Online Learning for Equilibrium Pricing in Markets under Incomplete Information

The study of market equilibria is central to economic theory, particularly in efficiently allocating scarce resources. However, the computation of equilibrium prices at which the supply of goods matches their demand typically relies on having access to complete information on private attributes of agents, e.g., suppliers' cost functions, which are often unavailable in practice. Motivated by this practical consideration, we consider the problem of setting equilibrium prices in the incomplete information setting wherein a market operator seeks to satisfy the customer demand for a commodity by purchasing the required amount from competing suppliers with privately known cost functions unknown to the market operator. In this incomplete information setting, we consider the online learning problem of learning equilibrium prices over time while jointly optimizing three performance metrics -- unmet demand, cost regret, and payment regret -- pertinent in the context of equilibrium pricing over a horizon of $T$ periods. We first consider the setting when suppliers' cost functions are fixed and develop algorithms that achieve a regret of $O(\log \log T)$ when the customer demand is constant over time, or $O(\sqrt{T} \log \log T)$ when the demand is variable over time. Next, we consider the setting when the suppliers' cost functions can vary over time and illustrate that no online algorithm can achieve sublinear regret on all three metrics when the market operator has no information about how the cost functions change over time. Thus, we consider an augmented setting wherein the operator has access to hints/contexts that, without revealing the complete specification of the cost functions, reflect the variation in the cost functions over time and propose an algorithm with sublinear regret in this augmented setting.

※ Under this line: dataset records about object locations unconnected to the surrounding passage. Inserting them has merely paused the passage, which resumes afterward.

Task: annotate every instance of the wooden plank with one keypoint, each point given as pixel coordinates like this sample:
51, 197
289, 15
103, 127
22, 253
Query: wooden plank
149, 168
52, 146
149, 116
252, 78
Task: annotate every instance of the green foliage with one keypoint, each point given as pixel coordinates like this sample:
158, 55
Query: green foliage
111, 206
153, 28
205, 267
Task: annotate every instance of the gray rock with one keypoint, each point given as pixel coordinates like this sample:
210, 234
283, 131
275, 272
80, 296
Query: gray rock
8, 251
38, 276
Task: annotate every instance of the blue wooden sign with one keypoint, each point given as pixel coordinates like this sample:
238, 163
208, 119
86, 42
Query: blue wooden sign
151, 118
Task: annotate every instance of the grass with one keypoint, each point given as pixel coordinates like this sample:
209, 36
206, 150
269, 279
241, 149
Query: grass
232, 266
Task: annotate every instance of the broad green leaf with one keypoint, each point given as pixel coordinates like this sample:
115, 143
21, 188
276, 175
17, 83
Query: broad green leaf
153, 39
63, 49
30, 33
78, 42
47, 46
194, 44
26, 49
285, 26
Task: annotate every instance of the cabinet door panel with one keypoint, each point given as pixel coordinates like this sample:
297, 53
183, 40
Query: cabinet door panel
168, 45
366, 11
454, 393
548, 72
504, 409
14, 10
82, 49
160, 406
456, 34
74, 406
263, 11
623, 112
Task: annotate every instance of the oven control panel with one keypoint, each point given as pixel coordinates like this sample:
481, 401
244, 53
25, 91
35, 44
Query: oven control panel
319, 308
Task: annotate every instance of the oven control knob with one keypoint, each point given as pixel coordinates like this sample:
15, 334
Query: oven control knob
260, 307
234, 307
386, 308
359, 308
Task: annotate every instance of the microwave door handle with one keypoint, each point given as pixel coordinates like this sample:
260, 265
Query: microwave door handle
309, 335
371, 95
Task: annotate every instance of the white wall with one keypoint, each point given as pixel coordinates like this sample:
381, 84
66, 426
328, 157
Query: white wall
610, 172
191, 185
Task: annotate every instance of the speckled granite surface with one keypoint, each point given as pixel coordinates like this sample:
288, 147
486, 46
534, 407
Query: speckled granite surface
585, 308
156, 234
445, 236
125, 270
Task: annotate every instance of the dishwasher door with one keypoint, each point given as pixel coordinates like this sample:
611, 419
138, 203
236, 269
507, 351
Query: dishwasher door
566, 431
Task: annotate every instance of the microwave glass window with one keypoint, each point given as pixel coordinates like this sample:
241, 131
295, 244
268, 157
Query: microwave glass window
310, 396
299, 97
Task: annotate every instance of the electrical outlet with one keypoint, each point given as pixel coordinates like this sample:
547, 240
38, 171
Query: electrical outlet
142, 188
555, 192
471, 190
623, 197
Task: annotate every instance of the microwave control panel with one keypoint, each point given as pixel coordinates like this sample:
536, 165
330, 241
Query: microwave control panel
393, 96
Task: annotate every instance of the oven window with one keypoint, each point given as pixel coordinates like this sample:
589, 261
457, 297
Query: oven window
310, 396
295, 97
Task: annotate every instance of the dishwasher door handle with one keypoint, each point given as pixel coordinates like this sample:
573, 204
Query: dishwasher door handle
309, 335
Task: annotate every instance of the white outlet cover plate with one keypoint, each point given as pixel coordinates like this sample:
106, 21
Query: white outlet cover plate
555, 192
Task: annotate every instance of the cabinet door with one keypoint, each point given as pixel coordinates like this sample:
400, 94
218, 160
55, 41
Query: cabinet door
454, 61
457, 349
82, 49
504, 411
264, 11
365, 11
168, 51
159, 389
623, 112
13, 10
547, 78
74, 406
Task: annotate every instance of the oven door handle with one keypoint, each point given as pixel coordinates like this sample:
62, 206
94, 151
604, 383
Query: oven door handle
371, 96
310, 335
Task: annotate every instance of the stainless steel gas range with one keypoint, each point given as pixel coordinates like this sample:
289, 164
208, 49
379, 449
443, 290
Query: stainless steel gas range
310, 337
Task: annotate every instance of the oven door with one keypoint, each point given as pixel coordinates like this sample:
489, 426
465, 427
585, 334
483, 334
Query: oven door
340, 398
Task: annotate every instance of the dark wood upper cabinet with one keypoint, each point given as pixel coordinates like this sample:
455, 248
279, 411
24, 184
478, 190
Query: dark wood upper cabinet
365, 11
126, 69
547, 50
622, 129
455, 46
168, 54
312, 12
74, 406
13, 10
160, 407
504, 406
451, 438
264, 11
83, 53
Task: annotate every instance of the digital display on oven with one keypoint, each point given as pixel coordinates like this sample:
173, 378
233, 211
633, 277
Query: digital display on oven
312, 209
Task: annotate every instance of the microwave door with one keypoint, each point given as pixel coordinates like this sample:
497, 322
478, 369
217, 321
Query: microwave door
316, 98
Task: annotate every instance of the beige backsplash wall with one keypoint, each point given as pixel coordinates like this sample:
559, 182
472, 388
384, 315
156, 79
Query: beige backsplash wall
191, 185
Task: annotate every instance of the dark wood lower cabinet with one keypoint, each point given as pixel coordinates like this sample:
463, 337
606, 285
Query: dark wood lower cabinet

翻译：市场均衡的研究是经济理论的核心，尤其在高效配置稀缺资源方面。然而，计算使商品供给与需求匹配的均衡价格通常依赖于获取代理方的私人属性完整信息（例如供应商的成本函数），而这些信息在实践中往往难以获得。受此实际考量驱动，我们研究了不完全信息环境下的均衡价格设定问题：市场运营商需从具有私人成本函数（且该函数不为运营商所知）的竞争性供应商处购买所需数量商品以满足客户需求。在此不完全信息环境中，我们考虑了在线学习问题——在T时间跨度内，结合均衡定价相关背景，同时优化三个性能指标（未满足需求、成本遗憾与支付遗憾）随时间动态学习均衡价格。首先考虑供应商成本函数固定的场景：当客户需求恒定时，我们开发的算法可实现O(log log T)的遗憾值；当需求随时间变化时，遗憾值为O(√T log log T)。其次，考虑供应商成本函数可能随时间变化的情形：我们证明，若市场运营商对成本函数变化方式完全未知，则任何在线算法都无法使三个指标均达到次线性遗憾。因此，我们研究了增强型场景——运营商可获取暗示/上下文信息（不揭示成本函数完整规格但反映其随时间变化规律），并在该增强场景中提出了一种具有次线性遗憾的算法。